Cette réponse ciblée ne devrait être étendue qu'à l'exercice du droit de reprise du
bailleur dont l'art. 15-I de la loi de 1989 fait bénéficier le « concubin notoire ». Cette
solution répondrait à des situations de détresse notamment liées au VIH, pour
lesquelles le « droit au logement » devrait avoir une signification forte.

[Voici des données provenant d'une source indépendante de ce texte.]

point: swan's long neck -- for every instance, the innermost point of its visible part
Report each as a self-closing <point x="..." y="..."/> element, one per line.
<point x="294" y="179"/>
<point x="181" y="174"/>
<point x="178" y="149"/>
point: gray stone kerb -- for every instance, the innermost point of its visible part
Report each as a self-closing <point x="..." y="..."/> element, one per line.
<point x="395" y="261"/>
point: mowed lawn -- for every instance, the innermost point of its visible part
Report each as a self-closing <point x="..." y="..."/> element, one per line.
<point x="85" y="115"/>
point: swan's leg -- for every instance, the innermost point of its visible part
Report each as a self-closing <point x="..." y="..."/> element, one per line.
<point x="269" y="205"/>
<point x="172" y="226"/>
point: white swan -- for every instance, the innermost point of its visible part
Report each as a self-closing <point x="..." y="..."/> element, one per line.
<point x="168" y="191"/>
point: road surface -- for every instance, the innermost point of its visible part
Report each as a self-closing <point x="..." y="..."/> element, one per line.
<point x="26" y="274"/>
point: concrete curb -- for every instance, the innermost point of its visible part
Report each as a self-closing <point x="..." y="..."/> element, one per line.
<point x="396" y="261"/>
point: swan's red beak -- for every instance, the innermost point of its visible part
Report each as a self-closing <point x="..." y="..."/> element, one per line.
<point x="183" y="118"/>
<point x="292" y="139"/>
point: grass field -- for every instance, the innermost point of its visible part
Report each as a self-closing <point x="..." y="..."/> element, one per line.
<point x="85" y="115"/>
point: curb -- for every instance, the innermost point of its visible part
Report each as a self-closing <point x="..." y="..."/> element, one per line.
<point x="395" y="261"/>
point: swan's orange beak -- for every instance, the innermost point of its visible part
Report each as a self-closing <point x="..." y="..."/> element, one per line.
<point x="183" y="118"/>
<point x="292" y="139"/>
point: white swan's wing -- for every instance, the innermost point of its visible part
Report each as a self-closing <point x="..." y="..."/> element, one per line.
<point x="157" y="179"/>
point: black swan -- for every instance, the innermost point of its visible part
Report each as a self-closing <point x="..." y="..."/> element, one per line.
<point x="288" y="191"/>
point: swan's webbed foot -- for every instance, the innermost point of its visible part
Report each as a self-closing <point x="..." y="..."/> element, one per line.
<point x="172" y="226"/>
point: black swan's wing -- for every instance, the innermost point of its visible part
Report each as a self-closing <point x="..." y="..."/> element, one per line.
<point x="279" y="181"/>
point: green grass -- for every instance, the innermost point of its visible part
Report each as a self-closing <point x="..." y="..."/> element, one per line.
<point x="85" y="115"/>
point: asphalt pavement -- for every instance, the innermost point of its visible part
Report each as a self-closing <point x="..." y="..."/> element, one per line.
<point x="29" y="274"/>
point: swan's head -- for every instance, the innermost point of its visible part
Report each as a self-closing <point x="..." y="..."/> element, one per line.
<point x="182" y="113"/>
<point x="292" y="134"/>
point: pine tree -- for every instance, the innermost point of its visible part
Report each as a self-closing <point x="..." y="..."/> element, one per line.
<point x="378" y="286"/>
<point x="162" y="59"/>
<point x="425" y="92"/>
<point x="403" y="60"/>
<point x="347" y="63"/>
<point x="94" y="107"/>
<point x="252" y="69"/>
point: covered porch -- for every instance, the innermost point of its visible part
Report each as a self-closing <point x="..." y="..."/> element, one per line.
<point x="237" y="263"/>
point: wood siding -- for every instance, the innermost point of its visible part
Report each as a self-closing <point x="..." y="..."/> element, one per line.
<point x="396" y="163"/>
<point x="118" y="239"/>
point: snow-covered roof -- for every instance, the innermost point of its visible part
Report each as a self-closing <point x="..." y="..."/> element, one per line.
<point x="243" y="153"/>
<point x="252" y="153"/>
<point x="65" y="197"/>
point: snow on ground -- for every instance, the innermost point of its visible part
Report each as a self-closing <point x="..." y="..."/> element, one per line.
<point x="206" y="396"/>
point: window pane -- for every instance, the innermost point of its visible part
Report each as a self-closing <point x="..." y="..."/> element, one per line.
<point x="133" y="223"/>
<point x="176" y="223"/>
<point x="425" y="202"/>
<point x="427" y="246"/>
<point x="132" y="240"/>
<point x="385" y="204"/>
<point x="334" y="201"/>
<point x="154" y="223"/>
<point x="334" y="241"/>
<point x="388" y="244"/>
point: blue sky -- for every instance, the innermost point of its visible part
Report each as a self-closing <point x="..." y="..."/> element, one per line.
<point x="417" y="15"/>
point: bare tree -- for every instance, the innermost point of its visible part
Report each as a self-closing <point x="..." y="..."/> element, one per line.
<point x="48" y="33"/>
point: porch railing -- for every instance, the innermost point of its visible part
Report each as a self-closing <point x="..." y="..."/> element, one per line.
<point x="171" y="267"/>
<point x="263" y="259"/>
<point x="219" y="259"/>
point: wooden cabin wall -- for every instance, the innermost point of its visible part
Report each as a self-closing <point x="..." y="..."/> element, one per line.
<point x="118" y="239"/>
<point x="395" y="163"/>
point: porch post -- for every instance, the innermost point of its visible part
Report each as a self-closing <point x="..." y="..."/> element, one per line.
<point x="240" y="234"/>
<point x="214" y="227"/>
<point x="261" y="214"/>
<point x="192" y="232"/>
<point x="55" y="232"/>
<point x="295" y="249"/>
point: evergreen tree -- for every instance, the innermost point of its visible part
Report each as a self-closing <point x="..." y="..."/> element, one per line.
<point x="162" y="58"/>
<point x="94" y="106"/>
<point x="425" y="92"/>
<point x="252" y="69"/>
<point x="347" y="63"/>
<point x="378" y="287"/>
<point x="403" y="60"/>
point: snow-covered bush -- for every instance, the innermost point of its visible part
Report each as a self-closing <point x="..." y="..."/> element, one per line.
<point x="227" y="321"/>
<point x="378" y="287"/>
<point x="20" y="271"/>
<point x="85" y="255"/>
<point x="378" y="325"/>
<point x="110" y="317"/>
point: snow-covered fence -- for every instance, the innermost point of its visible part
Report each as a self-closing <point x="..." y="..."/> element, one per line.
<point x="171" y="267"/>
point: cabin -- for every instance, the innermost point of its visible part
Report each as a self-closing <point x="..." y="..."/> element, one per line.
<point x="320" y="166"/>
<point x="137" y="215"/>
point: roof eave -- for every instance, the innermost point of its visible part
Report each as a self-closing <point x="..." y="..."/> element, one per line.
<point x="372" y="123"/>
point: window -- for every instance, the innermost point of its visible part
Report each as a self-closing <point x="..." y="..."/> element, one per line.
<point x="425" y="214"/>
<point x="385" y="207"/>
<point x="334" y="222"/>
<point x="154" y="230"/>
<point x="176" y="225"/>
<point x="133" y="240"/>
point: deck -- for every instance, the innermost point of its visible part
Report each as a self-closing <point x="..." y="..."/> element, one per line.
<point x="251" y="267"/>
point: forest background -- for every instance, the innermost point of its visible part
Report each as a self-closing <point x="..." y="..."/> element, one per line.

Et comme le
souligne fort pertinemment le mémoire ampliatif, il y aurait quelque paradoxe à
refuser le transfert du bail au concubin notoire sous prétexte qu'il est homosexuel,
alors qu'il suffirait d'invoquer la notion de personne à charge, ce qui est souvent le cas
des homosexuels, pour que le transfert du bail puisse s'opérer !
Le fait que cette solution émane de la Chambre spécialisée en matière de baux
d'habitation et non de l'Assemblée plénière de la Cour de cassation montrerait bien la
portée strictement limitée de l'arrêt à la matière qu'il concerne.
Mais il faut bien voir que l'application de l'art. 14 au « concubin notoire »
homosexuel irait en réalité plus loin que la dernière proposition de loi déposée sur le
bureau de l'Assemblée nationale qui ne concerne que des personnes ayant accepté
une formalisation juridique de leur couple en acceptant de passer un « contrat d'union
sociale », alors que l'extension jurisprudentielle, pour les baux, de la notion de
concubin aux homosexuels pourrait s'appliquer à toute situation de fait établie, même
en l'absence de tout contrat formalisé.
Au terme de cette étude, j'estime que, s'agissant d'une pure question juridique,
l'arrêt de la Cour d'appel de Paris a donné une définition trop restrictive du terme «
concubin notoire » figurant à l'art. 14 de la loi du 6 juill. 1989 en y ajoutant une
condition qui n'y figure pas. Cette interprétation ne correspond plus à l'état de notre
société, à l'orientation de notre droit qui a créé un droit au logement, et au voeu du
Parlement puisque le problème ne se serait pas posé si l'art. 62 de la loi du 27 janv.
1993 n'avait été invalidé par le Conseil constitutionnel pour une simple raison de
procédure parlementaire et non sur la question de fond que vous allez trancher.
Sans attendre une éventuelle intervention du législateur, la simple interprétation
de la loi vous permet d'adapter votre jurisprudence à la réalité de la société actuelle.
Je suis donc à la cassation de l'arrêt déféré.